My name is John Hatton and I am a proud resident of St. Catherine/St. Monica Hall at Gonzaga University. I am a freshman in the undergraduate program here.
I am writing to ask that you do something to make college tuition more affordable. Roughly thirty years ago, the average cost of tuition per year at a 4-year institution was $10,385, the equivalent of a $4,406 value in today’s dollars. Since then, it has grown to $35,074. Over 4 years, that $4,406 would’ve cost just over seventeen thousand dollars, less than half of what one year of tuition today costs. Without a doubt, there is a very noticeable problem with the price of tuition today. As a college student, I feel the pain of this drastic increase and I also feel pain for the other 17,487,475 students enrolled in colleges across the United States. If you were to calculate the cost of putting all 17,487,475 of us through 4 years of college, it would cost $3.082 x 10^11 thirty years ago and $2.453 x 10^12 today. That is an increase of $2,144,800,000,000 in college tuition, and that money isn’t coming out of thin air. It is coming from savings we had worked hard to earn, and we are creating student debt that we cannot pay off on average until 11 years after we have graduated college, given we all are able to get stable jobs in a world where nearly half of us cannot find work and end up working for minimum wage as waiters, janitors, and sales clerks. It’s a little ridiculous for college to be so expensive now, don’t you think?

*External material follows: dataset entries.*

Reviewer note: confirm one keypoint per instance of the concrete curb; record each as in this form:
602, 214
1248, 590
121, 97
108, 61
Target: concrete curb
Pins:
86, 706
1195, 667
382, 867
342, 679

So this question is for you: How do you, as Secretary of Education, help create an education system that doesn’t leave us in debt? How do you make it so that your education system doesn’t have a success rate below 50%? How do you get America Back on track with an Education system people want to be a part of?
I hope you take this into consideration and please send me a response letting me know if you are ready to make it easier for students to afford college.
Thank you for your time and for considering my request.